I need help in understanding how the answers came to be...

a = 1, b = 6, c = 11

Thank you!

[nightriders_leo]

There are three equation -- 1) a+b+c=18
2) 4a+2b+c=27
3) 9a+3b+c=38

if you substract equation(2) - equation(1) & equation(3) - equation(2)

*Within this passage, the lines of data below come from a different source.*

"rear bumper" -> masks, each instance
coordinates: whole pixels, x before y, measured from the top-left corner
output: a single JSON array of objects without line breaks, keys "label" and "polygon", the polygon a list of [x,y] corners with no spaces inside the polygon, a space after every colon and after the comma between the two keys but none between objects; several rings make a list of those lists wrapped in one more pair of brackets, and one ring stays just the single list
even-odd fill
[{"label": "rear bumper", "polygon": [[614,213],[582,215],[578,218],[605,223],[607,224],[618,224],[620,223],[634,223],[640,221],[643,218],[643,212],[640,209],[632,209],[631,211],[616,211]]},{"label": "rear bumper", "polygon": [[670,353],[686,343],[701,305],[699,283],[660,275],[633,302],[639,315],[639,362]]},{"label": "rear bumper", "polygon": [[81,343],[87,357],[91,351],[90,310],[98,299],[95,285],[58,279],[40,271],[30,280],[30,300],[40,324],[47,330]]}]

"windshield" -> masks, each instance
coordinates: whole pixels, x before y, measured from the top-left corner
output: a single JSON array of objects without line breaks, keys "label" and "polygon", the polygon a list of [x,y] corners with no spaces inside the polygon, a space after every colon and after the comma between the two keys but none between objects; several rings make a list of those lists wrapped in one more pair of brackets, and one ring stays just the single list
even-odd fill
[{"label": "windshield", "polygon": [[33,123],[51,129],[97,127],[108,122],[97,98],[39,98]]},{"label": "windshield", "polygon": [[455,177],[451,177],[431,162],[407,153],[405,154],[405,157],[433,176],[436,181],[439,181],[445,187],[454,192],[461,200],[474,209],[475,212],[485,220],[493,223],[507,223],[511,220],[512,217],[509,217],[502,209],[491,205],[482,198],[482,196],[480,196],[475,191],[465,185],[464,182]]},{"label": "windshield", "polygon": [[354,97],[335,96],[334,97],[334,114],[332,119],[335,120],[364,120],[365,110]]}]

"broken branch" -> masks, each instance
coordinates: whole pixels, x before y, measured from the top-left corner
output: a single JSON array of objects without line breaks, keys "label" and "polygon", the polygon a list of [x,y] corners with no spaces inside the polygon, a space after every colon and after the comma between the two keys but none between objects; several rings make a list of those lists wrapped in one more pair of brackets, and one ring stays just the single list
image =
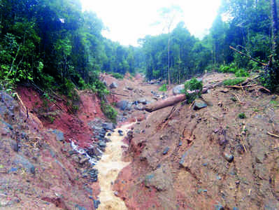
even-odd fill
[{"label": "broken branch", "polygon": [[278,136],[278,135],[276,135],[276,134],[271,134],[271,133],[270,133],[270,132],[267,132],[267,134],[268,134],[269,136],[273,136],[273,137],[276,137],[276,138],[279,138],[279,136]]}]

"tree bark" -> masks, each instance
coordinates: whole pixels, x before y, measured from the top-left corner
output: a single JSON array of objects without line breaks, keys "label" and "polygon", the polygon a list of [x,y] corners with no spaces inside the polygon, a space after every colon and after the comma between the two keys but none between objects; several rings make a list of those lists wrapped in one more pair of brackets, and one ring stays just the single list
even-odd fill
[{"label": "tree bark", "polygon": [[168,79],[169,79],[169,85],[171,85],[171,76],[169,72],[169,64],[170,64],[170,44],[171,44],[171,36],[170,31],[169,30],[169,38],[168,38]]},{"label": "tree bark", "polygon": [[180,102],[183,102],[186,99],[186,95],[185,94],[180,94],[167,98],[164,100],[161,100],[155,103],[152,103],[145,106],[145,110],[148,112],[153,112],[157,110],[173,106]]},{"label": "tree bark", "polygon": [[[213,84],[206,87],[204,87],[201,90],[201,94],[206,93],[210,89],[213,89],[217,86],[221,85],[223,82]],[[145,111],[148,112],[153,112],[165,107],[173,106],[177,103],[181,102],[186,100],[186,95],[185,94],[178,94],[173,97],[170,97],[164,100],[158,101],[152,104],[149,104],[145,106]]]},{"label": "tree bark", "polygon": [[[277,13],[277,4],[276,0],[271,0],[271,14],[272,14],[272,55],[273,57],[278,57],[276,55],[277,50],[277,39],[278,31],[278,18]],[[275,55],[275,56],[274,56]]]}]

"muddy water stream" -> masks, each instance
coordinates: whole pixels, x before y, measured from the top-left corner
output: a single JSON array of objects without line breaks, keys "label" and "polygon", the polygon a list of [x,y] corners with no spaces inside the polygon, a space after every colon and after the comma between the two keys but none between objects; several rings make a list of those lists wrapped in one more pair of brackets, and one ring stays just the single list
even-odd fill
[{"label": "muddy water stream", "polygon": [[[117,128],[110,136],[106,136],[111,141],[107,144],[105,153],[95,166],[99,172],[98,179],[101,188],[99,195],[101,204],[98,209],[127,209],[124,202],[114,195],[111,183],[115,181],[119,172],[129,164],[122,161],[122,146],[128,146],[122,140],[127,136],[128,127],[133,124]],[[122,136],[120,135],[118,130],[123,132]]]}]

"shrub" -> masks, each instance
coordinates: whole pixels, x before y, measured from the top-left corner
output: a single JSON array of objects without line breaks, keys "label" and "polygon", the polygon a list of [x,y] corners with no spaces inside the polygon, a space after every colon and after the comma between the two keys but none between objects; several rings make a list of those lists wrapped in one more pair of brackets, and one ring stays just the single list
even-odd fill
[{"label": "shrub", "polygon": [[238,114],[238,118],[241,119],[245,119],[246,118],[246,115],[244,113],[241,113],[240,114]]},{"label": "shrub", "polygon": [[[186,95],[186,102],[187,104],[192,103],[201,94],[203,89],[203,83],[198,81],[196,78],[191,79],[185,84],[185,92]],[[192,92],[189,93],[187,90],[189,90]]]},{"label": "shrub", "polygon": [[123,78],[124,78],[123,75],[122,75],[122,74],[120,74],[119,73],[113,72],[113,73],[111,74],[111,76],[113,77],[114,77],[115,78],[117,78],[117,79],[122,79],[122,80]]},{"label": "shrub", "polygon": [[247,72],[243,69],[241,69],[236,72],[236,77],[248,77],[249,76],[249,73]]},{"label": "shrub", "polygon": [[234,79],[225,80],[223,82],[224,85],[238,85],[245,80],[245,78],[236,78]]},{"label": "shrub", "polygon": [[101,102],[101,109],[103,114],[113,122],[116,122],[117,112],[110,104],[106,104],[104,102]]},{"label": "shrub", "polygon": [[238,69],[235,63],[231,63],[228,65],[221,65],[219,68],[219,71],[222,73],[236,73]]},{"label": "shrub", "polygon": [[167,90],[166,89],[166,85],[164,84],[159,88],[159,91],[162,91],[162,92],[166,92]]}]

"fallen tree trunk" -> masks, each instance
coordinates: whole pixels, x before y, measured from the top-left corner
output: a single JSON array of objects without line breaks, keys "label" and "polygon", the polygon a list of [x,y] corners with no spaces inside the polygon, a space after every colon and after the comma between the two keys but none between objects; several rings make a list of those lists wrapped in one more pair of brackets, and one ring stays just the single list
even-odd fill
[{"label": "fallen tree trunk", "polygon": [[155,111],[157,110],[173,106],[180,102],[183,102],[186,99],[186,95],[185,94],[180,94],[167,98],[164,100],[158,101],[152,104],[149,104],[145,106],[145,110],[148,112]]},{"label": "fallen tree trunk", "polygon": [[[208,90],[221,85],[222,83],[223,82],[220,82],[218,83],[210,85],[209,86],[204,87],[201,90],[201,93],[202,94],[206,93]],[[145,106],[145,109],[148,112],[153,112],[165,107],[173,106],[174,104],[176,104],[177,103],[183,102],[185,100],[186,100],[185,94],[180,94],[173,97],[169,97],[164,100],[160,100],[152,104],[149,104]]]}]

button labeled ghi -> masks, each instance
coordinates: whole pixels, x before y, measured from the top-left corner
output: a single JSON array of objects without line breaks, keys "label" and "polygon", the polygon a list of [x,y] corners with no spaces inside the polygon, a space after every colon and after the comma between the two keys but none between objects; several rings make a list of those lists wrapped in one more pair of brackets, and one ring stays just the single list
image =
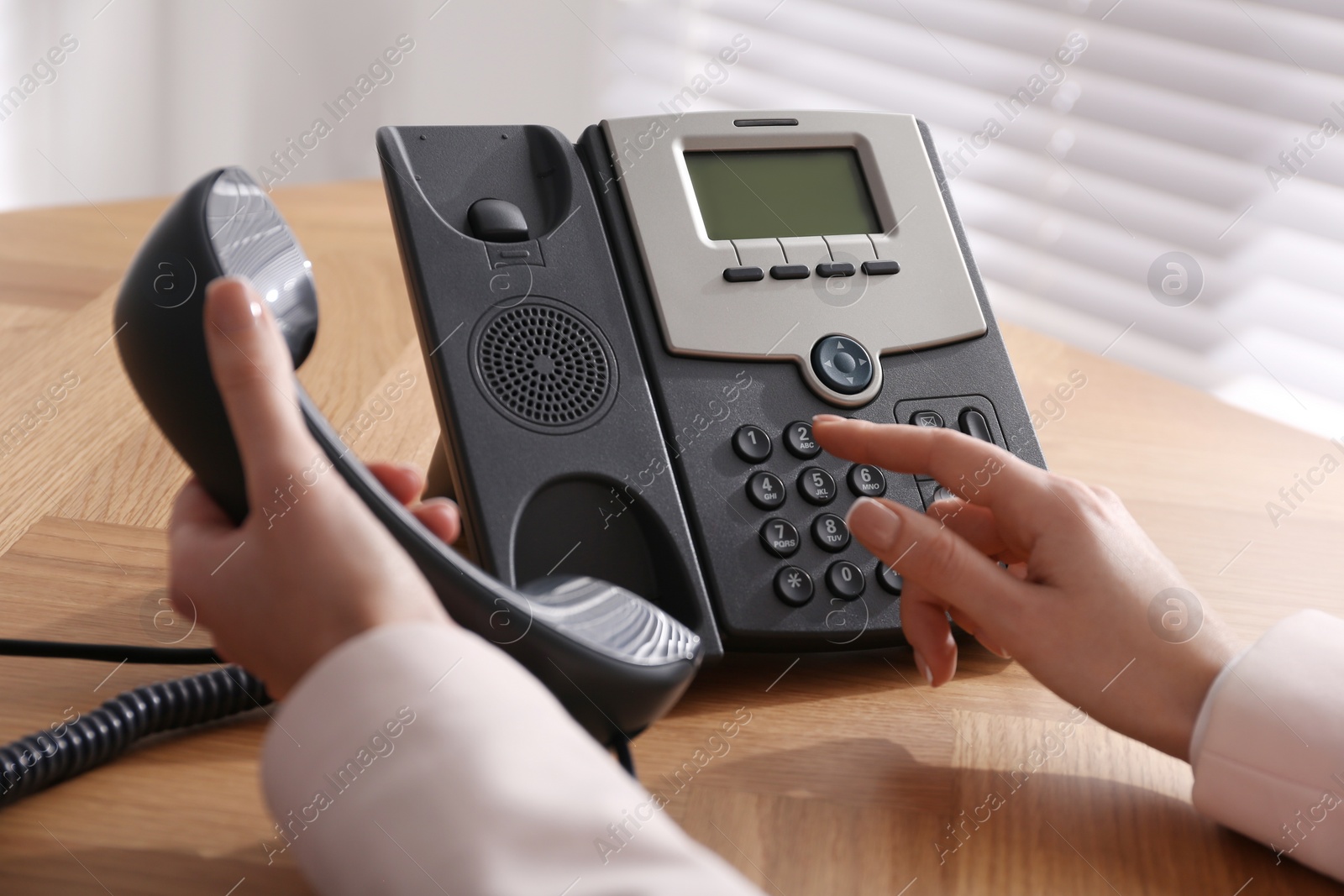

4(a)+2(b)+(c)=27 9(a)+3(b)+c=38
1(a)+1(b)+(c)=18 4(a)+2(b)+c=27
---------------------- -------------------
3(a)+(b) = 9 5(a)+(b) = 11
---------------------- ---------------------

On Solving these two equation or say Substracting these equation

5(a)+(b)=11
3 (a)+(b)=9
-----------------
2(a) = 2 so (a)=1
-----------------

So now value of a = 1 substituting the value of a=1 in

equation 5(a)+(b)=11 so it will be 5+b = 11

so value of b = 6

same way substitute the value of a & B in equation(1)

a+b+c = 18 so 1+6+(c)=18

value of c=11

so here are the three values a=1 b= 6 c=11

[Morgoth]

a(1)^2 + b(1) + c = 18

a(2)^2 + b(2) + c = 27

a(3)^2 + b(3) + c = 38


I need help in understanding how the answers came to be...

a = 1, b = 6, c = 11

Thank you!

a + b + c = 18 -------I

4a + 2b + c = 18-----II

9a + 3b + c = 18------III


firstly subtract II & I

4a + 2b + c = 27
a + b + c = 18

3a + b = 9

simplify the III equation

9a + 3b + c = 38

3(3a + b) + c = 38

substitute the value of 3a + b

3*9 + c = 38

c = 38 - 27 = 11

We already know 3a+b=9

b = 9 - 3a

substitute the values in I equation

a+b+c = 18

a + 9 - 3a + 11 = 18

20 - 18 = 2a

a= 2/2 = 1

substitute the value of a in 3a + b = 9

3 + b = 9

b = 9-3 = 6

Hence, a = 1, b = 6 & c = 11

Hope this helps.

[cramya]

Welcome back Morgoth!

Hope u have been doing well buddy

Regards,
Cramya

[Morgoth]

Welcome back Morgoth!

Hope u have been doing well buddy

Regards,
Cramya

Thanks for the welcome buddy. Hope you are doing good as well. Nice to see that you are still enlightening Gmater's in their cause to beat the gmat.